COVID-19 pandemic roundup

  • Gov. Andrew Cuomo has shown himself quite the deregulator during New York’s coronavirus emergency. If only so many of his steps were not accompanied by that word “temporary” [Alex Tabarrok]
  • Where government has failed, Silicon Valley biotech to the rescue [Andrew Leonard, Wired]
  • Lawn care, small motorboats, the paint aisle: What sets Michigan apart is how far its governor has gone in imposing arbitrary restrictions that have little if any plausible link to curbing virus transmission. [Shikha Dalmia]
  • Euro consumer data privacy follies: “Supermarkets in the EU wanted to deliver groceries to 1.5 million people self-isolating from coronavirus. But they couldn’t get the list of names & addresses necessary to do so because it would violate GDPR.” [Telegraph (U.K.) via Alec Stapp]
  • Constitution doesn’t permit racial preferences in the distribution of pandemic relief funding, especially as it isn’t a remediation of earlier discrimination [Hans Bader on Arlington, Va. small business grant program]
  • Would courts strike down quarantine measures in recognition of a right of family unity? [Josh Blackman]

6 Comments

  • One reason, I am sure, that Whitmer imposed some of these crazy restrictions (golf, really–people can’t go out with their families and golf?) is that she didn’t want to deal with the politics of lower-class people complaining that rich people could go to their summer homes, play golf etc. This means, of course, that political considerations came into play with her order. Certainly, a family playing golf has far less risk of COVID-19 spread than say going to get an abortion.

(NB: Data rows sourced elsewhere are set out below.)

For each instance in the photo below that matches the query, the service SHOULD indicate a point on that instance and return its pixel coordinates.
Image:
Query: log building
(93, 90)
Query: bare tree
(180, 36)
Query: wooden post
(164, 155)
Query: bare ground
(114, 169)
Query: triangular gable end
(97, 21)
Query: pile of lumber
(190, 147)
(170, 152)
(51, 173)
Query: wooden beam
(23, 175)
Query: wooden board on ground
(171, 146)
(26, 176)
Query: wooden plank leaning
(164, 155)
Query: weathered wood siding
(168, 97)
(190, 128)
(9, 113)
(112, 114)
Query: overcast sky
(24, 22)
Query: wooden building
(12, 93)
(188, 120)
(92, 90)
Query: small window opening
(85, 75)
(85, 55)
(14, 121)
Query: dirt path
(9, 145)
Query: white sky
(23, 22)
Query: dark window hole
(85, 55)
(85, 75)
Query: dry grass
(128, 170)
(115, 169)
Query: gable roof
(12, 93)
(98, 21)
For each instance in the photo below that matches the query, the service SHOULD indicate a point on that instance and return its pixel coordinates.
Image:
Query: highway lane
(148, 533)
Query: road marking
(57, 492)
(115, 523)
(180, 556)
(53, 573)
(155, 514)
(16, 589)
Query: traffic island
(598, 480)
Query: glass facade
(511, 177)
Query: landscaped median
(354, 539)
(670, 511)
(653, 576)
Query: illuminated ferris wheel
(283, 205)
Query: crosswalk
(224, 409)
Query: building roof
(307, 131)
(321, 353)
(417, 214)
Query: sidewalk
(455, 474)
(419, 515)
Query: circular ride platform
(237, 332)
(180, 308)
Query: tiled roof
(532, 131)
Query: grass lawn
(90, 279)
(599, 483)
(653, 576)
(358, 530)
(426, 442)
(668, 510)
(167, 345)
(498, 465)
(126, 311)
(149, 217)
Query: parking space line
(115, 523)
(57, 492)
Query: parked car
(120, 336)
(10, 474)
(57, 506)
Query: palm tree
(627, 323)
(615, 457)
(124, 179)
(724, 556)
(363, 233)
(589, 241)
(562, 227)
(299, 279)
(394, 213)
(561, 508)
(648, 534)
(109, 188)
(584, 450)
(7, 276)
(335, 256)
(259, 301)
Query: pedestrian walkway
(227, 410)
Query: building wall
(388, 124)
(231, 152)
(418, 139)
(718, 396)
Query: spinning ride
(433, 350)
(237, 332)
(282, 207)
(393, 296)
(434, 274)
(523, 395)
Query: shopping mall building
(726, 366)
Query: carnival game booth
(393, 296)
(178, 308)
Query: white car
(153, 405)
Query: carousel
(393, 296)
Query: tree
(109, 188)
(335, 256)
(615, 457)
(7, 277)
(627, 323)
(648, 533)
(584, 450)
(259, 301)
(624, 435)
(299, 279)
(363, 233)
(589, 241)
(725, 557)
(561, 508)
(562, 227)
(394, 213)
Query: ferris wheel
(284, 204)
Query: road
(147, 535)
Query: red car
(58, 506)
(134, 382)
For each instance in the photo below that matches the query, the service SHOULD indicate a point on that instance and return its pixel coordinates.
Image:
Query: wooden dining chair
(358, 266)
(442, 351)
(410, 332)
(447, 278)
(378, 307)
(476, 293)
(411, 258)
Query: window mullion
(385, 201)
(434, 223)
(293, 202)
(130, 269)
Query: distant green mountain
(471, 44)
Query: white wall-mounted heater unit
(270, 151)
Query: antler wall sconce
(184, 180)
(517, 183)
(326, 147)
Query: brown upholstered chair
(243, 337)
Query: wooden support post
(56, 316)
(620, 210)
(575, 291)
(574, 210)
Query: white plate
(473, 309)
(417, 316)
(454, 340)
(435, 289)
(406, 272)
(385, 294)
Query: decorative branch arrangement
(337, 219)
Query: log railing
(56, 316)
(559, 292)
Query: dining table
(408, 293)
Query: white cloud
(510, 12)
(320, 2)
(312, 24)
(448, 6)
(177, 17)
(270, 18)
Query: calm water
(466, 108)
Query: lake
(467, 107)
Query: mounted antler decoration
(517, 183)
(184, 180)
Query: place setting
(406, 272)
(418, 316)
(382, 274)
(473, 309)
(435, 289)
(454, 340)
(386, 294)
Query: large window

    This, in my view, invalidates the ENTIRE order because the power to restrict the freedom of Americans can only be justified by health reasons alone. (And even then, I don’t think Jacobson goes this far.) But even if it didn’t invalidate the entire order, Whitmer has still violated the constitutional rights of Michiganders. The order’s allowance of abortion,but not so-called elective procedures, is irrational. The right to seek medical care is a constitutional right and denying people medical care for a prolonged period of time is plainly unconstitutional–exempting abortion from that just points up the wrongfulness.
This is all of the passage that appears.